Detecting and Quantifying DNA

• Diphenylamine (DPA) Test:

  • This test uses chemical hydrolysis of DNA to produce a blue-colored compound, confirming the presence of DNA.
  • It relies on the reaction of ω-hydroxylevulinyl aldehyde, a product of 2-deoxyribose decomposition, with diphenylamine

• Spectrophotometry:

  • Measuring DNA absorbance at 260 nm and 280 nm provides information about its purity and concentration.
  • A 260/280 ratio of 1.8 indicates relatively pure DNA, whereas a lower value suggests protein contamination.

• Agarose Gel Electrophoresis:

  • DNA is cut with restriction enzymes and run on a gel stained with ethidium bromide or another dye.
  • Comparing the intensity of the DNA bands to a DNA marker of known concentration allows for quantification.

• Southern Blot Technique:

  • This technique allows for further analysis of quantified DNA using PCR and RFLP techniques.
  • It helps identify and differentiate repeated sequences within the genome, making it valuable for forensic analysis.

Proteinase K

• An enzyme that digests proteins
• Isolated from fungi
• Active over a wide pH and temperature range, with increased activity at elevated temperatures (up to 55° C)
• Suited for short digestion times
• EDTA does not interfere with its action
• Ensures complete protein digestion
• Prevents degradation of DNA and RNA during purification by inactivating nucleases

2-Mercaptoethanol (β-mercaptoethanol, BME, etc.)
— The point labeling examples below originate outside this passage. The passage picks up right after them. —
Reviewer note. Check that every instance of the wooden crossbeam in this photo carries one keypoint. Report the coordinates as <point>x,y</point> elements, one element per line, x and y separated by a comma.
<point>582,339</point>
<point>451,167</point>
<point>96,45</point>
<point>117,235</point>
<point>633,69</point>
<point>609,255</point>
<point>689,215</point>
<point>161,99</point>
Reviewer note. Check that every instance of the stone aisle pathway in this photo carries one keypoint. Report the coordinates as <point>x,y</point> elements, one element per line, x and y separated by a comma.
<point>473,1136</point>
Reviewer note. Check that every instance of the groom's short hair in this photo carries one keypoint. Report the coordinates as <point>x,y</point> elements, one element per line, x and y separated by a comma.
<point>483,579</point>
• A compound with the formula HOCH2CH2SH
• Used to reduce disulfide bonds and act as a biological antioxidant
• In RNA isolation, it denatures ribonucleases by reducing their disulfide bonds, preventing them from digesting RNA during extraction

Key Terms:

• 2' deoxyribonucleoside triphosphate: The building block of DNA, consisting of a deoxyribose sugar ring with three phosphate groups and a nitrogenous base.
• Daughter Strand: The newly synthesized strand of DNA during replication.
• DNA Helicase: Separates DNA strands during replication.
• DNA Ligase: Seals breaks or nicks in DNA strands.
• DNA Polymerase: Catalyzes the addition of nucleotides to DNA during replication.
• Primase: Initiates RNA primer synthesis on the lagging strand during replication.
• Holoenzyme: A complex of enzymes that work together, such as in DNA replication.
• Lagging Strand: The DNA strand synthesized discontinuously during replication.